Thanks Snowolf much appreciated.

You mention twisting and tilting vs pivoting in point 2.
Tilting, i presume, you mean angling the board in respect to the snow. For instance the whole board is tilting more in its side, like cutting through the snow while flexing or extending the ankle, is that correct?

What do you mean by twisting tho?


----------



## spinn3rs (Dec 31, 2011)

Thanks for the reply, its much appreciated.

I'm riding a 2012 Ride Machete which is quite stiff (or so i think - beginner here) so i'll have to work harder to get the twist in place.


----------



## rwspear (Mar 26, 2012)

spinn3rs said:


> Thanks for the reply, its much appreciated.
> 
> I'm riding a 2012 Ride Machete which is quite stiff (or so i think - beginner here) so i'll have to work harder to get the twist in place.


The Machete is a rocker.

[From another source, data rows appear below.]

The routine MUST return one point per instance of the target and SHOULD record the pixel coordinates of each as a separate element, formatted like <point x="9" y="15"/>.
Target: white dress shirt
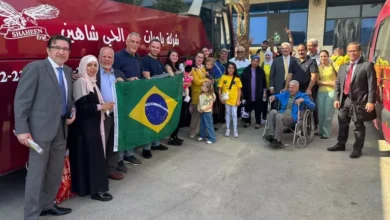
<point x="55" y="66"/>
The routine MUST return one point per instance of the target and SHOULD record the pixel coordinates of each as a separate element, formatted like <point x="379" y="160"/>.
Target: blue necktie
<point x="63" y="90"/>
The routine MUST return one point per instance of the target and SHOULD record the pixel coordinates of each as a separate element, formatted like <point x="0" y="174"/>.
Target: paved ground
<point x="232" y="180"/>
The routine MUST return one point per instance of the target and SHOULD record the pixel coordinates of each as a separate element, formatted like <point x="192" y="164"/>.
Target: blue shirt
<point x="152" y="65"/>
<point x="127" y="63"/>
<point x="107" y="80"/>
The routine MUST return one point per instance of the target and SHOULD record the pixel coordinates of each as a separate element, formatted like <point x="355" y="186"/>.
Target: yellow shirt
<point x="267" y="71"/>
<point x="204" y="102"/>
<point x="199" y="77"/>
<point x="327" y="74"/>
<point x="340" y="60"/>
<point x="224" y="83"/>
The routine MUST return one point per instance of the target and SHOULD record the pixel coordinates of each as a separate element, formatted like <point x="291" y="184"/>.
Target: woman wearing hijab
<point x="86" y="139"/>
<point x="266" y="66"/>
<point x="254" y="90"/>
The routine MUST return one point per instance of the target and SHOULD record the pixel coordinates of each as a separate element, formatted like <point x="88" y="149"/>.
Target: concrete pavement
<point x="234" y="179"/>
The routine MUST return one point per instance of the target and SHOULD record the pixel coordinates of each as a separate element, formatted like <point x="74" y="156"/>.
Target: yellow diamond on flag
<point x="154" y="110"/>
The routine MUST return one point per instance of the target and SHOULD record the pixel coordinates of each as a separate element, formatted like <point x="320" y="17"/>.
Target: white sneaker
<point x="227" y="133"/>
<point x="187" y="99"/>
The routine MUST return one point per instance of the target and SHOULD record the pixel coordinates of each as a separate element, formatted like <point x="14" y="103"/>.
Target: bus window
<point x="382" y="47"/>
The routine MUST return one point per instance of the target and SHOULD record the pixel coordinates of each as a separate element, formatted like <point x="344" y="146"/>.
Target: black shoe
<point x="174" y="142"/>
<point x="147" y="154"/>
<point x="102" y="196"/>
<point x="132" y="160"/>
<point x="160" y="147"/>
<point x="337" y="147"/>
<point x="269" y="138"/>
<point x="178" y="139"/>
<point x="121" y="167"/>
<point x="276" y="143"/>
<point x="355" y="154"/>
<point x="56" y="211"/>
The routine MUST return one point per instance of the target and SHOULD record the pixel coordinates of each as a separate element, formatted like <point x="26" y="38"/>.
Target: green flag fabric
<point x="146" y="110"/>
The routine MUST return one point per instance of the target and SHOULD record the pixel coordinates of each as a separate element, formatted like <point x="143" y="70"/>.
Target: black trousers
<point x="314" y="92"/>
<point x="344" y="118"/>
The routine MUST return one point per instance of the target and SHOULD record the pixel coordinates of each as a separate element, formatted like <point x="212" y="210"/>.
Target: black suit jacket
<point x="246" y="80"/>
<point x="363" y="85"/>
<point x="277" y="74"/>
<point x="117" y="73"/>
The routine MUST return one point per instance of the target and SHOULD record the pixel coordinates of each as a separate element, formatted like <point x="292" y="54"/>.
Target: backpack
<point x="301" y="76"/>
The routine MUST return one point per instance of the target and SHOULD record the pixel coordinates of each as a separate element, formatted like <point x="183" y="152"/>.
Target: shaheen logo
<point x="24" y="24"/>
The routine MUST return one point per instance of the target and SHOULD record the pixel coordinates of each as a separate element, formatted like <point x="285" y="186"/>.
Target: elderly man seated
<point x="288" y="113"/>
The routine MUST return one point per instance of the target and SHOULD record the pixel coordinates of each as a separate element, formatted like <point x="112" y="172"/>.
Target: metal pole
<point x="212" y="25"/>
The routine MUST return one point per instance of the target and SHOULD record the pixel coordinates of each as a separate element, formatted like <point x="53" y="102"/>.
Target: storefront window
<point x="371" y="10"/>
<point x="258" y="29"/>
<point x="298" y="27"/>
<point x="275" y="17"/>
<point x="351" y="20"/>
<point x="366" y="29"/>
<point x="329" y="32"/>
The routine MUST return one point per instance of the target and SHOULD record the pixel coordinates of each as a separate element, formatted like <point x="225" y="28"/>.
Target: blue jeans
<point x="206" y="125"/>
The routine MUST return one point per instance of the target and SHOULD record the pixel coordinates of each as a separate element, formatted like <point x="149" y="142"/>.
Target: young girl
<point x="209" y="68"/>
<point x="229" y="94"/>
<point x="187" y="79"/>
<point x="205" y="106"/>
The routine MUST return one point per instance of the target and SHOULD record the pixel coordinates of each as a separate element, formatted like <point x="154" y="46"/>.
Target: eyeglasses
<point x="65" y="49"/>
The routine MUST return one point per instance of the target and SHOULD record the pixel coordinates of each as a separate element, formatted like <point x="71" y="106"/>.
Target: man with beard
<point x="128" y="61"/>
<point x="305" y="71"/>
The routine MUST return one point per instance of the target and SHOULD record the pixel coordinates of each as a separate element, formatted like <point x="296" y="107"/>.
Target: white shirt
<point x="354" y="67"/>
<point x="240" y="63"/>
<point x="55" y="66"/>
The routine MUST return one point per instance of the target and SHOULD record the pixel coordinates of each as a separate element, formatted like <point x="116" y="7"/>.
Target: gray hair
<point x="133" y="34"/>
<point x="106" y="48"/>
<point x="313" y="41"/>
<point x="294" y="82"/>
<point x="286" y="44"/>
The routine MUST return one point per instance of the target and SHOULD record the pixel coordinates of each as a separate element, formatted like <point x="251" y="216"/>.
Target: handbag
<point x="225" y="96"/>
<point x="359" y="113"/>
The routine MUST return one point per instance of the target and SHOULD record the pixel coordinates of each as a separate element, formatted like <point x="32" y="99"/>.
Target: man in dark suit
<point x="106" y="77"/>
<point x="280" y="69"/>
<point x="43" y="106"/>
<point x="355" y="98"/>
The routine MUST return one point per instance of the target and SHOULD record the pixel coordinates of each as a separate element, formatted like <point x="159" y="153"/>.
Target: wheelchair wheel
<point x="301" y="141"/>
<point x="308" y="125"/>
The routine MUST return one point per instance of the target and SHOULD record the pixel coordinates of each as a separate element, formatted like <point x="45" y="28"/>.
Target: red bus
<point x="379" y="53"/>
<point x="26" y="25"/>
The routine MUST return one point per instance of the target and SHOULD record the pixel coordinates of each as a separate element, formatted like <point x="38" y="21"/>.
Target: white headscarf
<point x="86" y="83"/>
<point x="271" y="59"/>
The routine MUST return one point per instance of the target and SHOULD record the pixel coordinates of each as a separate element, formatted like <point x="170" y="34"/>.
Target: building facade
<point x="334" y="23"/>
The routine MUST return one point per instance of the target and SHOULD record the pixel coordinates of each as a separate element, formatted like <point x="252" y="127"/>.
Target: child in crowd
<point x="187" y="78"/>
<point x="209" y="68"/>
<point x="205" y="107"/>
<point x="229" y="93"/>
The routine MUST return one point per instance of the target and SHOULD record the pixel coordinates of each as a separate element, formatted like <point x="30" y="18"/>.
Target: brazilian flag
<point x="146" y="110"/>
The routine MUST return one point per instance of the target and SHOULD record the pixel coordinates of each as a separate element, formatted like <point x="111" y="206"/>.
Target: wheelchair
<point x="303" y="130"/>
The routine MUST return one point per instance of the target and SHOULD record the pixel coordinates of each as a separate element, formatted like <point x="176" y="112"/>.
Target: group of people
<point x="50" y="99"/>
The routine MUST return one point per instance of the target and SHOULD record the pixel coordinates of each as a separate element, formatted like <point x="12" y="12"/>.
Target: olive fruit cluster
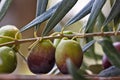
<point x="105" y="61"/>
<point x="8" y="60"/>
<point x="44" y="55"/>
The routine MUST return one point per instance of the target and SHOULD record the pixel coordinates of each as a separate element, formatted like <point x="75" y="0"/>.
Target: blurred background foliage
<point x="93" y="16"/>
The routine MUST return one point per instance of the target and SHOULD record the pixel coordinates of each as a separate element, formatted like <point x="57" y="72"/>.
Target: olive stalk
<point x="77" y="35"/>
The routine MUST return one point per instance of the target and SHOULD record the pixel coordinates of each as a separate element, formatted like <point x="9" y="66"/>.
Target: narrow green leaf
<point x="97" y="6"/>
<point x="61" y="11"/>
<point x="85" y="11"/>
<point x="100" y="20"/>
<point x="4" y="5"/>
<point x="73" y="71"/>
<point x="117" y="21"/>
<point x="41" y="8"/>
<point x="112" y="54"/>
<point x="46" y="15"/>
<point x="88" y="45"/>
<point x="114" y="12"/>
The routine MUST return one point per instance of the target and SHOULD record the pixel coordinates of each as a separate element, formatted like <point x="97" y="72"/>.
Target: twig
<point x="78" y="35"/>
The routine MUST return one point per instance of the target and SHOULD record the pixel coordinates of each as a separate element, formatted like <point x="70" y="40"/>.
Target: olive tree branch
<point x="78" y="35"/>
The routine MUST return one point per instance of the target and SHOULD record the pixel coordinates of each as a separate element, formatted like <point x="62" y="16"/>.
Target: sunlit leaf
<point x="85" y="11"/>
<point x="112" y="54"/>
<point x="46" y="15"/>
<point x="97" y="6"/>
<point x="74" y="72"/>
<point x="88" y="45"/>
<point x="4" y="5"/>
<point x="114" y="12"/>
<point x="41" y="8"/>
<point x="62" y="10"/>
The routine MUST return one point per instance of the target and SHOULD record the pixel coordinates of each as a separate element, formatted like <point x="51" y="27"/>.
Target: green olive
<point x="9" y="31"/>
<point x="8" y="60"/>
<point x="68" y="49"/>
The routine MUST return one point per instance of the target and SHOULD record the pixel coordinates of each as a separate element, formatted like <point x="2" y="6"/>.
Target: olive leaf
<point x="4" y="5"/>
<point x="61" y="11"/>
<point x="97" y="6"/>
<point x="41" y="8"/>
<point x="82" y="13"/>
<point x="73" y="71"/>
<point x="112" y="54"/>
<point x="44" y="16"/>
<point x="88" y="45"/>
<point x="114" y="12"/>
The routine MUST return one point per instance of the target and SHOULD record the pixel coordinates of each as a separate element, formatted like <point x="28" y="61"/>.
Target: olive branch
<point x="76" y="35"/>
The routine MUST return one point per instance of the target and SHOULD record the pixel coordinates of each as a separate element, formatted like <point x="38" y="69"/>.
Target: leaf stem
<point x="78" y="35"/>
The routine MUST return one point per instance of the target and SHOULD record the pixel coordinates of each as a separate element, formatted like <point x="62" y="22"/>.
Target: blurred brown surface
<point x="50" y="77"/>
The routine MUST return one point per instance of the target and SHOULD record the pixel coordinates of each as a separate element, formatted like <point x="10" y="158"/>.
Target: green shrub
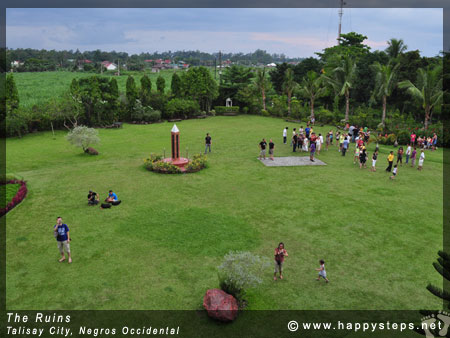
<point x="83" y="137"/>
<point x="220" y="110"/>
<point x="239" y="271"/>
<point x="181" y="108"/>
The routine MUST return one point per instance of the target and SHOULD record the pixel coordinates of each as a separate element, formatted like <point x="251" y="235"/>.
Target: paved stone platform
<point x="291" y="161"/>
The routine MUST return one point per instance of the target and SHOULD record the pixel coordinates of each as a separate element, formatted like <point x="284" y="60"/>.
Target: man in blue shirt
<point x="112" y="197"/>
<point x="61" y="233"/>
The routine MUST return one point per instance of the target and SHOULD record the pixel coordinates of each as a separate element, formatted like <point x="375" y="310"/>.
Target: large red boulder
<point x="220" y="305"/>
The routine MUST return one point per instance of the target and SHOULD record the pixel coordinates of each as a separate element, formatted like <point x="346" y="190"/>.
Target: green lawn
<point x="160" y="248"/>
<point x="9" y="190"/>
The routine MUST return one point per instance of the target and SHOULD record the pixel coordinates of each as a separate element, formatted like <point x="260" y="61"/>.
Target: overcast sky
<point x="296" y="32"/>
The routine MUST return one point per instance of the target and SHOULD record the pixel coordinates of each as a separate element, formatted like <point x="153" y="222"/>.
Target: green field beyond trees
<point x="161" y="247"/>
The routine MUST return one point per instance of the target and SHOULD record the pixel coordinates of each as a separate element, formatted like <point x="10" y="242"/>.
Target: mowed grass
<point x="39" y="87"/>
<point x="9" y="191"/>
<point x="161" y="247"/>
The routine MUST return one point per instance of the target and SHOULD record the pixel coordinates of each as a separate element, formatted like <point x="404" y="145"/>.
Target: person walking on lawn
<point x="62" y="235"/>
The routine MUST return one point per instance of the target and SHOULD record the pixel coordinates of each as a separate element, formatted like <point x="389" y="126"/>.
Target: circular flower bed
<point x="156" y="163"/>
<point x="20" y="195"/>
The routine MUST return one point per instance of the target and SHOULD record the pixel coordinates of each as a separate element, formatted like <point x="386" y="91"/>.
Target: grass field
<point x="160" y="248"/>
<point x="40" y="87"/>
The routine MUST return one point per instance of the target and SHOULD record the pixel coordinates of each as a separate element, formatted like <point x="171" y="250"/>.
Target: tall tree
<point x="160" y="84"/>
<point x="395" y="48"/>
<point x="198" y="84"/>
<point x="263" y="84"/>
<point x="146" y="90"/>
<point x="131" y="92"/>
<point x="312" y="88"/>
<point x="289" y="85"/>
<point x="385" y="82"/>
<point x="342" y="80"/>
<point x="175" y="85"/>
<point x="12" y="95"/>
<point x="427" y="90"/>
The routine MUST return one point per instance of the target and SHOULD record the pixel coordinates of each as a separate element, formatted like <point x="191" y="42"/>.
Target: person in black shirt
<point x="208" y="143"/>
<point x="271" y="148"/>
<point x="262" y="146"/>
<point x="93" y="198"/>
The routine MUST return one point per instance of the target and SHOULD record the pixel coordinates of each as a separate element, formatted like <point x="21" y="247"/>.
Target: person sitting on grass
<point x="322" y="272"/>
<point x="112" y="197"/>
<point x="93" y="198"/>
<point x="394" y="172"/>
<point x="280" y="253"/>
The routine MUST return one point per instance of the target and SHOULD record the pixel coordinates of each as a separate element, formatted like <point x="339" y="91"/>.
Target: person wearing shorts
<point x="271" y="149"/>
<point x="374" y="160"/>
<point x="280" y="253"/>
<point x="62" y="235"/>
<point x="322" y="272"/>
<point x="262" y="146"/>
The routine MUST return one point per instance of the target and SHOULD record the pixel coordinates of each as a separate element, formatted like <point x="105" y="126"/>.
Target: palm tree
<point x="312" y="88"/>
<point x="289" y="85"/>
<point x="385" y="83"/>
<point x="428" y="89"/>
<point x="396" y="47"/>
<point x="342" y="80"/>
<point x="263" y="84"/>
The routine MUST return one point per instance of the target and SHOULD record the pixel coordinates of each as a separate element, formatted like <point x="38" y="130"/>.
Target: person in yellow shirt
<point x="390" y="160"/>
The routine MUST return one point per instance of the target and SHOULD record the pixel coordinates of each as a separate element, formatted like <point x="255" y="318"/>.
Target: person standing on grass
<point x="356" y="156"/>
<point x="408" y="153"/>
<point x="344" y="145"/>
<point x="280" y="253"/>
<point x="208" y="142"/>
<point x="362" y="158"/>
<point x="322" y="272"/>
<point x="421" y="159"/>
<point x="413" y="157"/>
<point x="62" y="235"/>
<point x="262" y="147"/>
<point x="305" y="144"/>
<point x="271" y="149"/>
<point x="400" y="156"/>
<point x="319" y="143"/>
<point x="307" y="131"/>
<point x="294" y="142"/>
<point x="341" y="141"/>
<point x="374" y="160"/>
<point x="394" y="172"/>
<point x="312" y="150"/>
<point x="390" y="161"/>
<point x="413" y="138"/>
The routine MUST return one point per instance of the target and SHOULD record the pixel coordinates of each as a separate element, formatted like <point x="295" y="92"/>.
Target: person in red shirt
<point x="280" y="253"/>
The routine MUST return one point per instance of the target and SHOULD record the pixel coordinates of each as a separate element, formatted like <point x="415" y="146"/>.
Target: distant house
<point x="109" y="65"/>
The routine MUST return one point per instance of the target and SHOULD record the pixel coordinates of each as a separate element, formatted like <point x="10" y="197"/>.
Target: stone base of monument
<point x="179" y="162"/>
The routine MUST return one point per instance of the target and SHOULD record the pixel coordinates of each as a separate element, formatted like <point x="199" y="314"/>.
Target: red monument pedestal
<point x="176" y="159"/>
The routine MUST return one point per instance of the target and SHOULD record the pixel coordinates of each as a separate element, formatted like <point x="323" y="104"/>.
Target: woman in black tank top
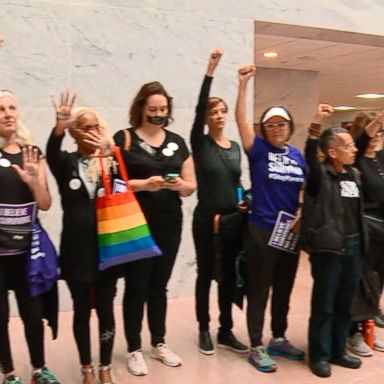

I know people like to claim that rockers are more forgiving that traditional camber when it comes to catching edges, but I disagree. Yes, if you're in a vulnerable situation, traditional camber will catch quicker than a rocker, but I find that camber keeps me out of those vulnerable situations. It's more stable at speed and removes that squirrelly feeling that occurs immediately before you scorpion in front of a bunch of bunnies.

Have you always ridden rockered boards?


----------